Se o campeonato terminasse hoje, o Atlético de Madrid não seria campeão espanhol. A derrota por 1 a 0 para o Celta de Vigo no Cívitas Metropolitano, neste sábado (9), em um jogo em que os donos da casa acumularam 20 finalizações sem converter nenhuma, expõe uma fragilidade que vai muito além da pontaria ruim de uma tarde.
A realidade, porém, é que o campeonato ainda não terminou — e é exatamente por isso que o resultado dói tanto. O Atlético desperdiçou a chance de pressionar os rivais na tabela da La Liga e, pior, entregou três pontos para um adversário que precisou de apenas um chute na direção do gol para sair com a vitória.

O paradoxo dos 20 chutes sem gol no Metropolitano
Vinte finalizações. Uma convertida — pelo lado adversário. O número resume o pesadelo colchonero com uma crueldade estatística difícil de ignorar. O Celta de Vigo montou sua retranca, esperou o erro do rival e, em sua única tentativa enquadrada, balançou as redes. Simeone, que construiu sua filosofia justamente sobre a eficiência defensiva e a letalidade nos contra-ataques, viu o próprio manual ser aplicado contra ele.

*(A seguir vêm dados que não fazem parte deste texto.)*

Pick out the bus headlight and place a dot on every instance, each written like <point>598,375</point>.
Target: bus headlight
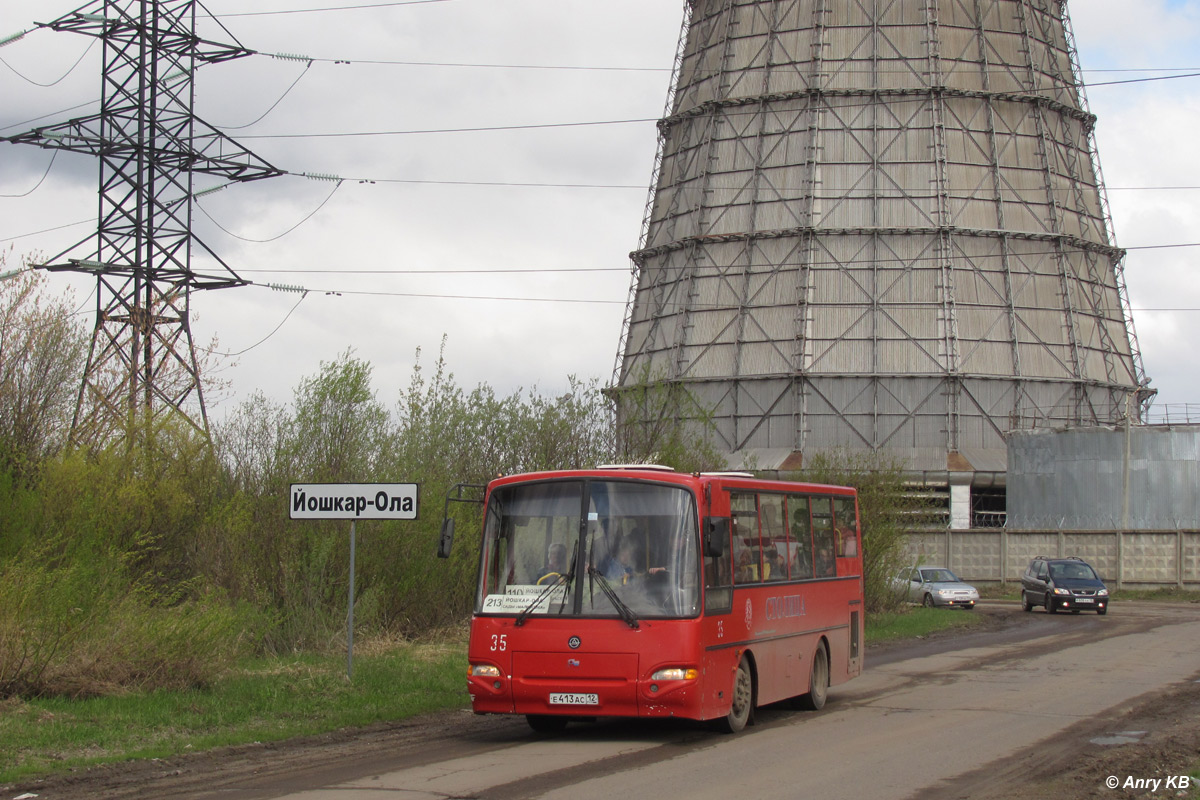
<point>483,671</point>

O que para o torcedor argentino é uma derrota aceitável dentro de um projeto de longo prazo, para o espanhol representa uma catástrofe emocional — especialmente quando ocorre em casa, diante de uma torcida que paga ingresso esperando intensidade e resultado. O Metropolitano, inaugurado em 2017 com capacidade para 68 mil pessoas, foi palco de mais uma tarde de frustração coletiva.

Segundo análise do departamento de dados do SportNavo, o Atlético de Madrid acumula, nesta temporada 2025/2026, o pior aproveitamento em jogos em casa entre os quatro times que ainda brigam pelo título de La Liga — um dado que contraria diretamente a identidade do clube construída por Simeone ao longo de mais de uma década.
O que os números da temporada revelam sobre a fragilidade em casa
A derrota para o Celta não é um acidente isolado. Ao longo desta temporada, o Atlético de Madrid tem demonstrado inconsistência preocupante quando joga no Metropolitano — um paradoxo para um time que historicamente transforma o próprio estádio em fortaleza. A equipe de Simeone perdeu pontos em casa contra adversários que, em circunstâncias normais, seriam considerados inferiores na hierarquia do futebol espanhol.
O problema não está apenas na falta de gols. Está na incapacidade de converter domínio territorial em eficiência real. Vinte finalizações com aproveitamento zero indicam falhas na última etapa da construção ofensiva — seja na tomada de decisão dentro da área, seja na qualidade dos cruzamentos e passes finais. Antoine Griezmann, aos 35 anos, ainda carrega a responsabilidade criativa, mas o desgaste físico da temporada é visível.
O impacto direto na briga pelo título de La Liga
Com a derrota, o Atlético vê a distância para os líderes aumentar em um momento em que cada rodada pesa como duas. Barcelona e Real Madrid, que disputam o topo da tabela, não precisam de mais argumentos para acreditar que o título está ao alcance — o próprio Atlético está fornecendo esses argumentos de graça.
A rodada deste sábado foi generosa com outros gigantes europeus. O Manchester City bateu o Brentford por 3 a 0, com gols de Doku, Haaland e Marmoush, mantendo pressão sobre o Arsenal na Premier League. Na Itália, a Inter de Milão, já campeã, goleou a Lazio por 3 a 0 com Lautaro Martínez, Sucic e Mkhitaryan. O Bayern de Munique, também já coroado na Bundesliga, venceu o Wolfsburg por 1 a 0 com gol de Michael Olise. Enquanto os rivais continentais consolidam suas posições, o Atlético regride.
Para Simeone, a equação é simples e brutal: nas rodadas restantes de La Liga, qualquer tropeço em casa será potencialmente fatal. O próximo compromisso do Atlético no Metropolitano se torna, portanto, muito mais do que três pontos em disputa — é um teste sobre a capacidade do time de recuperar a identidade que o fez campeão espanhol em 2021.
Se o campeonato terminasse amanhã, o Atlético de Madrid não seria campeão espanhol — e a derrota para o Celta, com 20 finalizações e nenhum gol, já explica por quê.